Turning kindergartens into sweat shops

by David Safier

This morning's Star has a letter by Ken and Yetta Goodman, professors emeritus and emeritra who live in Tucson. 

(I had no idea "emeritus" had a feminine form: "emeritra." I'll add that to my store of who-cares-but-English-teachers word facts, like the singular of "data" is "datum," and the singular of "criteria" is "criterion." [When I hear someone say "There is only one criteria for . . ." it's like fingernails scraping on a chalk board. Which confirms the 19th century historian Henry Adams' statement, "No man, however strong, can serve ten years as
schoolmaster, priest, or Senator, and remain fit for anything else."] But I digress.)

The Goodmans are none too fond of No Child Left Behind. Like me, they're disturbed by the idea that educators closest to the ideas held by the Bush administration are labeled "reformers."

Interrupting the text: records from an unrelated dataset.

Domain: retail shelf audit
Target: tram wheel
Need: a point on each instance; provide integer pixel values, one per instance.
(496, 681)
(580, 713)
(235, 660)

NCLB is not a reform. It turns kindergartens into sweat shops where 5-year-olds are labeled failures if they fail DIBELS ( a mandated test in Arizona). NCLB makes the school curriculum test preparation. The arts, social studies and everything except skill drills in reading and math are gone. Even recess has disappeared. High-school students are being forced out and dedicated teachers quit or retire early.

Amen.

Ken Goodman is credited as the scholar who developed the theory of language acquisition which led to the Whole Language movement. I had the pleasure of talking with him over dinner at a mutual friends' home. I've written a few times about the travesty that is Bush's $6 billion dollar Reading First program, which used only one program, a drill-and-kill phonics approach to reading instruction. The Dept of Ed's own studies showed it had no effect on students' reading comprehension. (The previous post is my most recent rant.) Ken and Yetta were the ones who confirmed my misgivings about the program, adding heaps of understanding and scholarship to my semi-educated dislike of the use of letter-syllable-word recognition as the sole method of teaching reading.

Reading is language. Language isn't simply reading (or listening to) words. It's a complicated comprehension process involving skills that go far beyond word recognition. I suppose you can disregard the human portions of language acquisition if you're teaching a parrot to, well, parrot words. But when you're dealing with those marvelously creative, flexible minds children possess, you need to do much, much more than teach them decoding skills.